サッカーJ1アルビレックス新潟は19日、ホームのデンカビッグスワンスタジアム(新潟市中央区)で京都サンガと対戦した。2…

 サッカーJ1アルビレックス新潟は19日、ホームのデンカビッグスワンスタジアム(新潟市中央区)で京都サンガと対戦した。2万2千人を超える観客がつめかける中、熱戦を展開したが、1―2で逆転負けし、勝利を待ちわびるサポーターの期待にこの日も応えることができなかった。

 アルビは序盤、プレーに硬さが見られたが、徐々にパスがつながり始めると、前半19分、ゴール前に切れ込んだMF奥村仁がファウルを受ける。これで得たPKをFW矢村健が冷静に決めて幸先良く先制した。そこからは両チームとも中盤で体を張って激しく競り合い、互いに相手のパスを奪って速攻を仕掛ける白熱した戦いに。アルビはラファエル・エリアスら強力な攻撃陣を要する京都に何度も攻め込まれたが、ジェイソン・ゲリアらDF陣を中心に、粘り強い守備ではね返した。

 後半、選手を入れ替えて攻撃のギアを上げた京都に対し、アルビはベテランFW小野裕二らを投入し、パスをつなぎながら追加点のチャンスをうかがう。だが、京都の分厚い攻撃を防ぎきれず、後半28分にラファエル・エリアスに同点弾をたたき込まれると、同41分にも失点してしまう。終盤、アルビは攻撃的な選手を入れてゴールを狙ったが、決定機を作れず、試合終了の笛を聞いた。
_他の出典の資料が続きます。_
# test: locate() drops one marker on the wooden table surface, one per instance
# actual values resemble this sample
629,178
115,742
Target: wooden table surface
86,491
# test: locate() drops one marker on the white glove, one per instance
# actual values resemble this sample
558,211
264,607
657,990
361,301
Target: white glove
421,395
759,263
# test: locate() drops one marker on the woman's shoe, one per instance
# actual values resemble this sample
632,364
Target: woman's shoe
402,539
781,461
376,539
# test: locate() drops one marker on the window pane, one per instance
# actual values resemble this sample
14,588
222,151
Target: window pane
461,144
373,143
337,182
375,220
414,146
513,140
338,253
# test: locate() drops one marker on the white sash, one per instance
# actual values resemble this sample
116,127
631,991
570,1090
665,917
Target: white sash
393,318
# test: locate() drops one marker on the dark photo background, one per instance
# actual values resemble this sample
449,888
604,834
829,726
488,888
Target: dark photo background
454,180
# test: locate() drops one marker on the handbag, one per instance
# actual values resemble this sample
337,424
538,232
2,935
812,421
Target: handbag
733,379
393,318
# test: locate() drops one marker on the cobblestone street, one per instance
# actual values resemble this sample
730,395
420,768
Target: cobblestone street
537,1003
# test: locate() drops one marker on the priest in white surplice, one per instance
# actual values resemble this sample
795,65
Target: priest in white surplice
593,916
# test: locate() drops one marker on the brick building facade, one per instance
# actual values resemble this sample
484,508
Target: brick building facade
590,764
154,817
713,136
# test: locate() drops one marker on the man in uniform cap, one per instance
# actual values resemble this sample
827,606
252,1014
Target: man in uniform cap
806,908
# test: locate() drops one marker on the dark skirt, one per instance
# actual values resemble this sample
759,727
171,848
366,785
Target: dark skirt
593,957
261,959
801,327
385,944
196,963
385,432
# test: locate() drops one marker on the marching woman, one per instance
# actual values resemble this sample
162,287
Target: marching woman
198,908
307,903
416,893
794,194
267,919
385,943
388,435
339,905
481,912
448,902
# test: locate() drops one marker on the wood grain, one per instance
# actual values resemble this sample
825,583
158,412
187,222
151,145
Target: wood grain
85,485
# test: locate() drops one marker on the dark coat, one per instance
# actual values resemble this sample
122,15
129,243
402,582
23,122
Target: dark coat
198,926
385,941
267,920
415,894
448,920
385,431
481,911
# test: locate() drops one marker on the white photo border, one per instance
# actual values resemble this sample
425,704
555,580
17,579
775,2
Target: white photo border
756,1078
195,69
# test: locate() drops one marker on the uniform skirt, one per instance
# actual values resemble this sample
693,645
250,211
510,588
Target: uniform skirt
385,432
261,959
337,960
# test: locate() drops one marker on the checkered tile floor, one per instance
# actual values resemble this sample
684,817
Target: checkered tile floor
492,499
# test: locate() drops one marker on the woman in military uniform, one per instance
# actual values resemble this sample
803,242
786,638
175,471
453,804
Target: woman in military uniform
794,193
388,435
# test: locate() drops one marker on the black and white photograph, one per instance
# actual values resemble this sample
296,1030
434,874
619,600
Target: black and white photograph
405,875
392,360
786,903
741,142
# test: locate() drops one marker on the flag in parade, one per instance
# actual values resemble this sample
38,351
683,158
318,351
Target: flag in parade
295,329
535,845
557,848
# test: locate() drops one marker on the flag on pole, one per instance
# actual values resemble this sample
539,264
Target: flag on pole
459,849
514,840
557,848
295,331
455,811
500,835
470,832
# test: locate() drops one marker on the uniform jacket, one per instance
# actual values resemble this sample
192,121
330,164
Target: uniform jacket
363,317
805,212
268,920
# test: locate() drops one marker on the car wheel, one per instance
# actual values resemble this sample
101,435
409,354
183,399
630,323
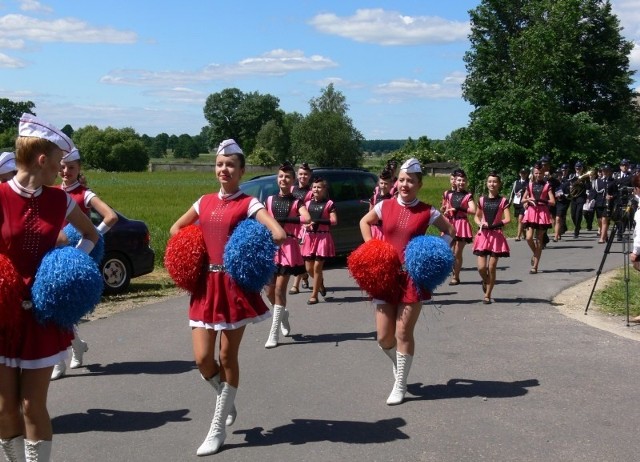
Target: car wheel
116,272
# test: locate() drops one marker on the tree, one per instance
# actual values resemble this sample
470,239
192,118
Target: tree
10,112
547,77
327,139
186,148
234,114
330,100
111,149
160,145
326,136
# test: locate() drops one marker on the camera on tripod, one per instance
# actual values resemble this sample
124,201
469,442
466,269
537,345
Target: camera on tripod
624,203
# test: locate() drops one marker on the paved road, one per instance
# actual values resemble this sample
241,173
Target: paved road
510,381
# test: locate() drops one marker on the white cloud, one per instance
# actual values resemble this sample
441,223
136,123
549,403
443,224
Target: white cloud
391,28
15,44
337,82
34,5
628,12
179,95
272,63
9,62
17,26
400,90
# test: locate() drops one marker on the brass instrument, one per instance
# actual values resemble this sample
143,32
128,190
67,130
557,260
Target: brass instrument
578,186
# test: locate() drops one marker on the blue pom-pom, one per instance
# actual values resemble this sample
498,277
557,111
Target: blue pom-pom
429,261
74,237
249,255
68,285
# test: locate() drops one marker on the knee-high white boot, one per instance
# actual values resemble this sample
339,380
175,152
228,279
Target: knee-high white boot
285,327
13,449
78,348
37,451
217,432
58,370
391,353
400,387
272,341
215,383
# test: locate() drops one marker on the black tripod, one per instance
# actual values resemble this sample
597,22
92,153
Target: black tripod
618,228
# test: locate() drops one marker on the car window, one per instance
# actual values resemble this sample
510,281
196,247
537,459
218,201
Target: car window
260,188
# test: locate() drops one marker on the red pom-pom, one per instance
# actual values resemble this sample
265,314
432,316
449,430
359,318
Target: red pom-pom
375,266
185,257
12,292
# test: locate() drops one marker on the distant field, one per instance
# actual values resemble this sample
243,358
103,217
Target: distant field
160,198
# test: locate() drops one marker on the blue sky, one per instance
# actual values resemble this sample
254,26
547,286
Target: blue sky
150,65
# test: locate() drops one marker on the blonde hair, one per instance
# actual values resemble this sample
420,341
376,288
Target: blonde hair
28,148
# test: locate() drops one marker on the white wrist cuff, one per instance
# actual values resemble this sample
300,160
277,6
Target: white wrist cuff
85,245
103,228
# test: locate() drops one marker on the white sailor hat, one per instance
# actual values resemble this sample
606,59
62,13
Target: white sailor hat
7,162
71,156
229,147
31,126
411,166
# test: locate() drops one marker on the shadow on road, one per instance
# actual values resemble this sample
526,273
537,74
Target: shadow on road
110,420
469,388
302,431
140,367
331,338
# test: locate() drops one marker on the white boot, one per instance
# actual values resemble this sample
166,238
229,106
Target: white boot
400,387
78,348
272,341
13,449
58,370
217,432
391,353
215,383
285,327
37,451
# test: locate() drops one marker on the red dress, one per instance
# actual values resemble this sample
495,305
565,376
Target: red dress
29,227
400,223
491,241
218,302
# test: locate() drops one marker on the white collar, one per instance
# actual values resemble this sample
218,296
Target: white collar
22,191
221,195
71,187
407,204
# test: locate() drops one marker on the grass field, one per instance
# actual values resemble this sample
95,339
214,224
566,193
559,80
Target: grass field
160,198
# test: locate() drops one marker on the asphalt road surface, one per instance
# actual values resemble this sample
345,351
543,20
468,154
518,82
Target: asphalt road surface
511,381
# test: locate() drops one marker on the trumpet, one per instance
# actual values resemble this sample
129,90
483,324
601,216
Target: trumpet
584,176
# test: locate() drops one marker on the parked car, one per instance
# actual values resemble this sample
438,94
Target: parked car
349,188
126,253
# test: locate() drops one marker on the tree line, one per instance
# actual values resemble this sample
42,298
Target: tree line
544,77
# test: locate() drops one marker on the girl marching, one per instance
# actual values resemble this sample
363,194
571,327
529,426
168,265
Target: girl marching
219,304
537,217
490,243
459,204
290,213
403,217
318,242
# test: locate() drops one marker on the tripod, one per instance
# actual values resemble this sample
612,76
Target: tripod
618,228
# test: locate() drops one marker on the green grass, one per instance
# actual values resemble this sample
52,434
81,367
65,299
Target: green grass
612,298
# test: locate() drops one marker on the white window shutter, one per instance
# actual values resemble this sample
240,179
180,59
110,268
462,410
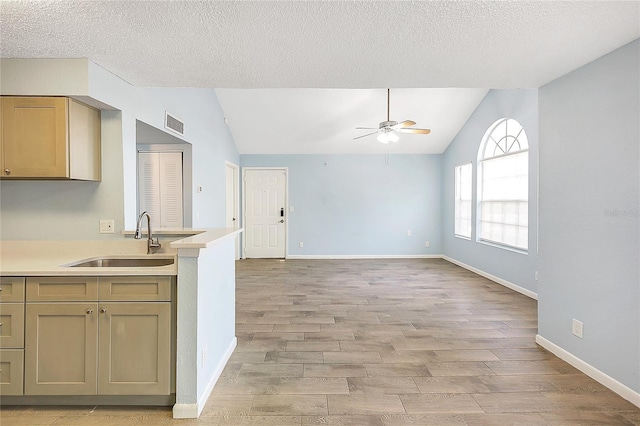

 今季はまだ1勝しかできず、19位(全20チーム)に沈むチームに、試合後は一部のサポーターからブーイングが起きた。アルビの樹森大介監督は「(ブーイングは)当たり前ですよね。ホームで多くの人に応援してもらってとても良い雰囲気を作ってもらっているのに」と、いまだホームで勝てない状況を嘆いた。それでも、「前半は準備してきたことができて、チャンスを作れた。難しい時間を耐えきれるように修正したい」と前を向いた。DF堀米悠斗も「戦うスタイルは貫けた。ボールを持つ時間をもっと長くして、試合をコントロールして勝ち切れるようにしたい」と語った。